Vous avez dit Glenn Hughes ?? Oui, monsieur Glenn Hughes ; ex-Trapeze, ex-Deep-Purple, ex-Black Sabbath, ex-Iommi, quatorze albums en solo, une des plus longues listes de participations diverses, actuellement Black Country Communion.
   Plus surprenant, "Catbot" s'illustre dans un épais Funk-rock qui suit les traces de Funk Groove Candy Party. Avec autant de bonne humeur, mais avec plus de gnaque et d'attitude Rock'n'Roll. Là, la basse se gorge d'une fuzz cradingue, s'étalant sur tout le spectre sonore à chaque coup de médiator. La guitare est obligée de suivre l'exemple en se parant elle aussi d'une sonorité imprécise, crachotant, au bord de la rupture (non loin de celle des Expandora qui ont forgé le son de Gibbons sur "Rhythmeen"). Quelques épisodiques cocottes funk tentent bien de tempérer, mais, dépitées, elles abdiquent rapidement. 
Glenn Hughes & Chad Smith

   Un tapping juvénile, rappelant quelque peu un célèbre gimmick d'AC/DC (un tapping qui n'en est pas vraiment un) introduit "Thunder High on the Mountain". C'est bien léger (surtout pour la High Moutain). Mais, subitement, un puissant riff sabbathien écrase tout. Probablement l'un des plus lourds que Joe ait jamais joué. Quatre et six-cordes à l'unisson. La puissance et la lourdeur qui en émanent auraient pu légitimement illustrer les déplacements de Kong (de Kong Island) ou ceux des Kaiju ou des Jaegers de Guillermo Del Toro. En dépit de l'écrasante vigueur, on se surprend à fredonner ce riff cyclopéen. Le solo est un long plaidoyer demandant grâce sur un ton implorant et compatissant. Mais, le tapping revient ... bien qu'identique, l'atmosphère semble dorénavant plus sombre, froide, implacable. Le riff pachydermique - apte à forcer le respect de bon nombre de formations Stoner - fait taire l'assistance. No quarter ! Et plonge le monde dans une nouvelle ère.
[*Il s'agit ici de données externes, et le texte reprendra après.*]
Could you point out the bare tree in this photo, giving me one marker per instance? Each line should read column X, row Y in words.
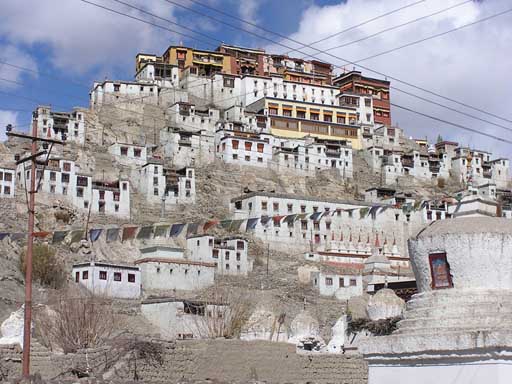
column 76, row 319
column 226, row 310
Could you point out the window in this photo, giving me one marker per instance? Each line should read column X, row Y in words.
column 229, row 82
column 440, row 271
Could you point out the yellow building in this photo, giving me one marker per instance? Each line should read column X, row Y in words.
column 204, row 63
column 143, row 58
column 295, row 119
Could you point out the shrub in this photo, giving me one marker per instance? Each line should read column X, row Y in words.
column 76, row 319
column 46, row 268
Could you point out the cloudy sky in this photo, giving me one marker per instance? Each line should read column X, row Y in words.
column 64, row 45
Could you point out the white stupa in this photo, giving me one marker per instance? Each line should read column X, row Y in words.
column 11, row 330
column 458, row 328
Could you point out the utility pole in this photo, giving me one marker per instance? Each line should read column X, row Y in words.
column 268, row 255
column 27, row 322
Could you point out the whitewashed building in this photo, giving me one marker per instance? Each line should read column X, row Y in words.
column 110, row 280
column 164, row 185
column 129, row 154
column 162, row 74
column 180, row 319
column 230, row 255
column 186, row 116
column 338, row 282
column 166, row 269
column 243, row 148
column 111, row 198
column 7, row 182
column 185, row 148
column 116, row 91
column 63, row 178
column 65, row 126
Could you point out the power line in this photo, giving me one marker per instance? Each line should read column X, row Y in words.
column 317, row 41
column 498, row 138
column 144, row 21
column 164, row 27
column 339, row 58
column 396, row 26
column 400, row 81
column 436, row 35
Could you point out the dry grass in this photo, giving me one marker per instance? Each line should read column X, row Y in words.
column 227, row 310
column 75, row 320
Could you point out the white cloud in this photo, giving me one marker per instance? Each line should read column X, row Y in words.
column 7, row 117
column 471, row 65
column 79, row 36
column 248, row 10
column 15, row 56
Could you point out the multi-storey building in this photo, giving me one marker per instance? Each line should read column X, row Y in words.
column 162, row 74
column 129, row 154
column 113, row 91
column 244, row 61
column 299, row 119
column 186, row 148
column 62, row 177
column 162, row 185
column 66, row 126
column 243, row 147
column 230, row 255
column 299, row 70
column 355, row 82
column 198, row 61
column 165, row 269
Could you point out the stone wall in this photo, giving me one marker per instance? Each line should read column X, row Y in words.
column 224, row 360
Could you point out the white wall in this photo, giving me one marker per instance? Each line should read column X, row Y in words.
column 109, row 287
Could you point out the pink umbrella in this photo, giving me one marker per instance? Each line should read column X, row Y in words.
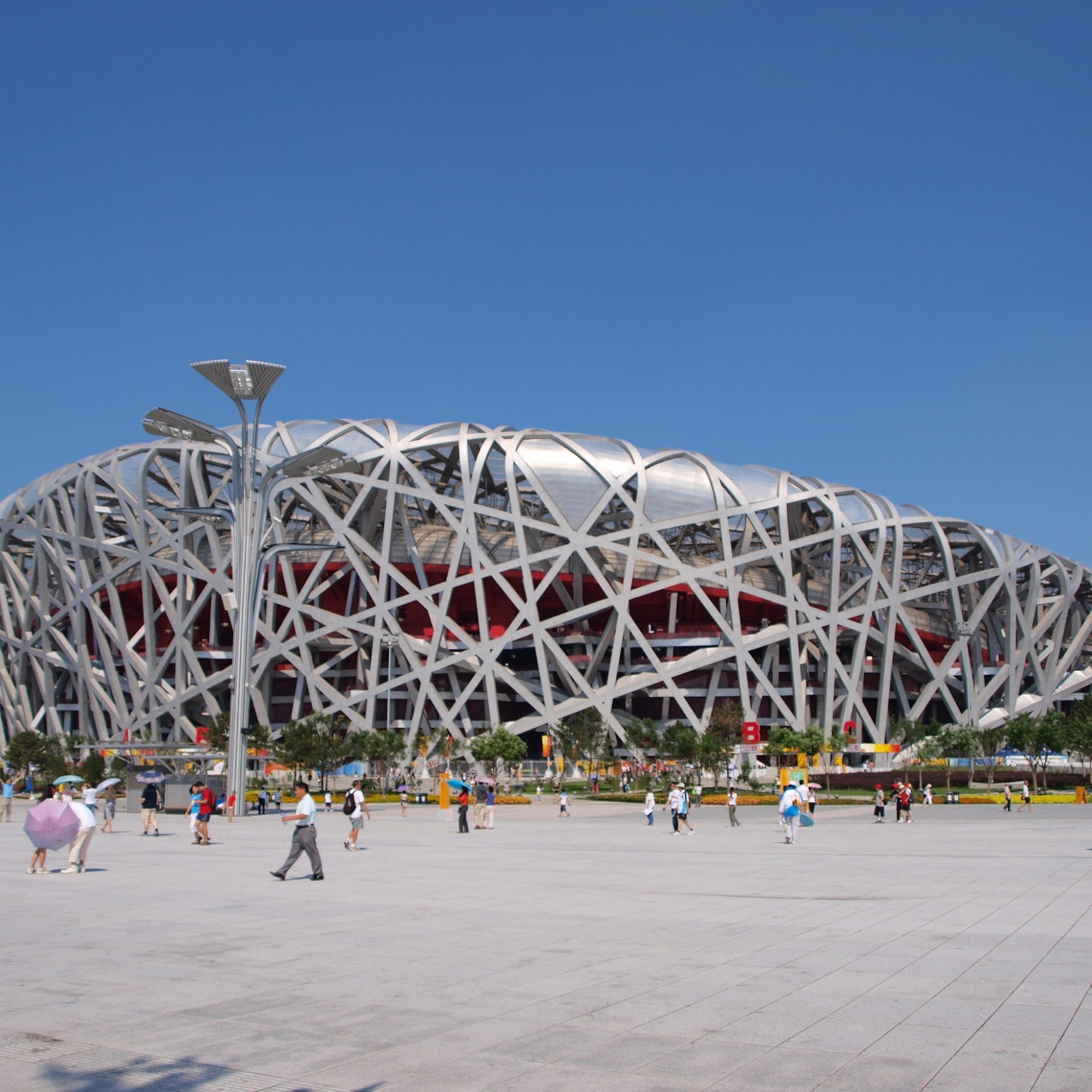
column 51, row 825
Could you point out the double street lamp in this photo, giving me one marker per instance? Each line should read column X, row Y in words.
column 246, row 515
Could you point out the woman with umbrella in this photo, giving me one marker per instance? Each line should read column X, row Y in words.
column 38, row 857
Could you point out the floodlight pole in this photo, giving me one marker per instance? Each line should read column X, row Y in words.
column 247, row 506
column 242, row 384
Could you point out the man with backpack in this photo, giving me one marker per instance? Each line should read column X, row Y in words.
column 356, row 808
column 685, row 808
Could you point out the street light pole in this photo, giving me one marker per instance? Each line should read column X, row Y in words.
column 247, row 510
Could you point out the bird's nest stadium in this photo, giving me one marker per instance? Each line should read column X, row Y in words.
column 459, row 577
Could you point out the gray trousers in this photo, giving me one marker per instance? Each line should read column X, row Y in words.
column 303, row 841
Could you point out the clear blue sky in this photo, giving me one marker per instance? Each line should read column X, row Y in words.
column 854, row 240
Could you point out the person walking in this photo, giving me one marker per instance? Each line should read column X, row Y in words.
column 206, row 808
column 78, row 855
column 790, row 807
column 38, row 857
column 356, row 808
column 7, row 795
column 91, row 801
column 673, row 803
column 109, row 806
column 149, row 804
column 685, row 808
column 906, row 799
column 303, row 834
column 464, row 803
column 192, row 809
column 733, row 800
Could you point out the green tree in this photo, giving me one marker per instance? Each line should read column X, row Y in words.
column 1035, row 737
column 1079, row 733
column 498, row 748
column 957, row 743
column 641, row 735
column 382, row 748
column 219, row 732
column 26, row 749
column 565, row 744
column 296, row 748
column 93, row 769
column 990, row 743
column 725, row 733
column 331, row 746
column 782, row 741
column 829, row 749
column 258, row 737
column 712, row 755
column 928, row 751
column 679, row 743
column 593, row 738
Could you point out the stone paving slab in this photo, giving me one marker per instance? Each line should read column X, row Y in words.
column 589, row 953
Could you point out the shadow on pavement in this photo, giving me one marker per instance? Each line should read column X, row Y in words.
column 180, row 1076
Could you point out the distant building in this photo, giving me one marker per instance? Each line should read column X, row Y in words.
column 484, row 576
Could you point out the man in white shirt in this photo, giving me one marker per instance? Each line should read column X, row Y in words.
column 90, row 798
column 790, row 807
column 303, row 834
column 673, row 802
column 356, row 816
column 79, row 852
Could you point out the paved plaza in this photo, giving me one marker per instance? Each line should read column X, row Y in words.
column 581, row 953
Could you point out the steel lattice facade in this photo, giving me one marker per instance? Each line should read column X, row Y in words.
column 485, row 576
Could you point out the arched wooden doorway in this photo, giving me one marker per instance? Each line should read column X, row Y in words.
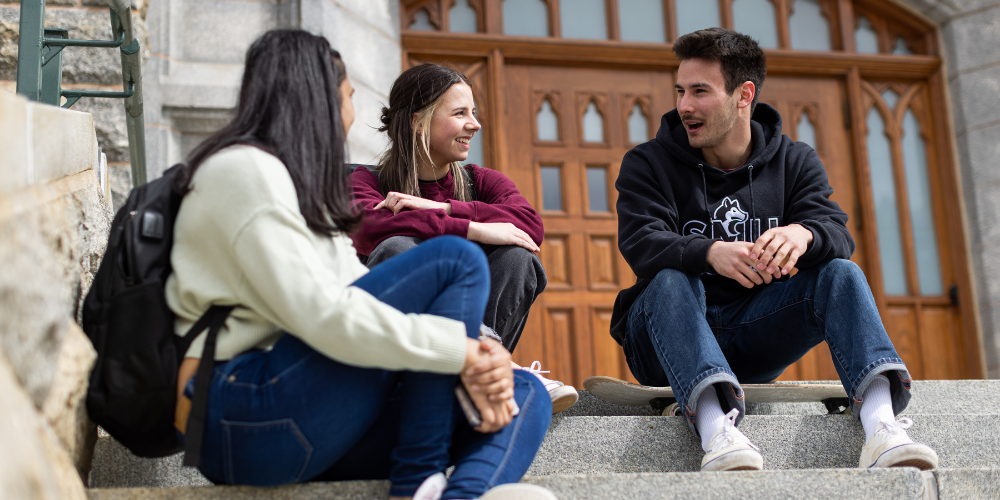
column 566, row 87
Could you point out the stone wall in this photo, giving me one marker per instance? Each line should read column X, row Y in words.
column 54, row 222
column 970, row 32
column 83, row 68
column 197, row 48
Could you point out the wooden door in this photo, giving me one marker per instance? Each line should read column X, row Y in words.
column 568, row 129
column 813, row 110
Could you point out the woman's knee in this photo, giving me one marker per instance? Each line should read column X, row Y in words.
column 842, row 271
column 391, row 247
column 468, row 254
column 520, row 262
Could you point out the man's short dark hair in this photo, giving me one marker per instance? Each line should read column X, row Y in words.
column 741, row 57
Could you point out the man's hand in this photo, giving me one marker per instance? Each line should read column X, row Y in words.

   Après ce déluge de sonorités grasses et hérissées, "Cherry Blossoms" renoue avec les programmations d'Eric Caudieux, qui tissent ici un décor onirique poussiéreux où se déploient des arantèles désertées de toute vie, sur lesquelles, cycliquement, se dépose la rosée. Une sobriété qui perdure sur "Righteous". Là, la guitare s'exprime, raconte une histoire. Elle construit des phrases mélodiques que l'on pourrait reprendre au chant. Rien d'étonnant si l'on connait l'origine de ce morceau que Joe avait envoyé à Bryan Adams pour qu'il en fasse une chanson. Finalement, ce dernier ne parvenant pas à y adapter un chant, la retourna, considérant cette pièce aboutie telle quelle. "Smooth Soul", aux allures de tube et ses airs "santanesques", 
suit le même chemin. Promenade sereine dans une longue allée, les rayons du soleil filtrés par une alcôve végétale d'où éclosent diverses essences de fleurs odorantes au passage d'un jeune couple de tourtereaux. Un bel écrin où un chanteur expressif de Soul - voire de Heavy-rock comme Steven Tyler - pourrait poser sa voix en reprenant simplement les phrases de Joe.
Après ce trio (les morceaux) évoluant plus ou moins dans une sphère éthérée, progressive, le trio (les bonhommes) remet les gaz. "Headrush" marche sur les traces du "Hot for Teachers" de Van Halen, mais en le ponctuant de furieux passages de Rhytmn'n'Blues échevelés (Blues Brothers sous amphés) répondant à l'ordre furibard de la basse. Cependant, c'est une dernière bourrasque, une dernière charge héroïque, car la suite est plus posée, sage et inoffensive.  Paradoxalement pourtant, on renoue avec le Satriani funambule s'épanouissant sur des mid-tempo. Le Satriani extra-terrestre, ou magicien, c'est selon. Le chamane qui crée une musique accessible, qui peut parler à tout le monde. Une musique technique qui ne fait pas dans la démonstration (même cela soit arrivé bien des fois par le passé). Surtout pas d’esbroufe car ici tout à un sens.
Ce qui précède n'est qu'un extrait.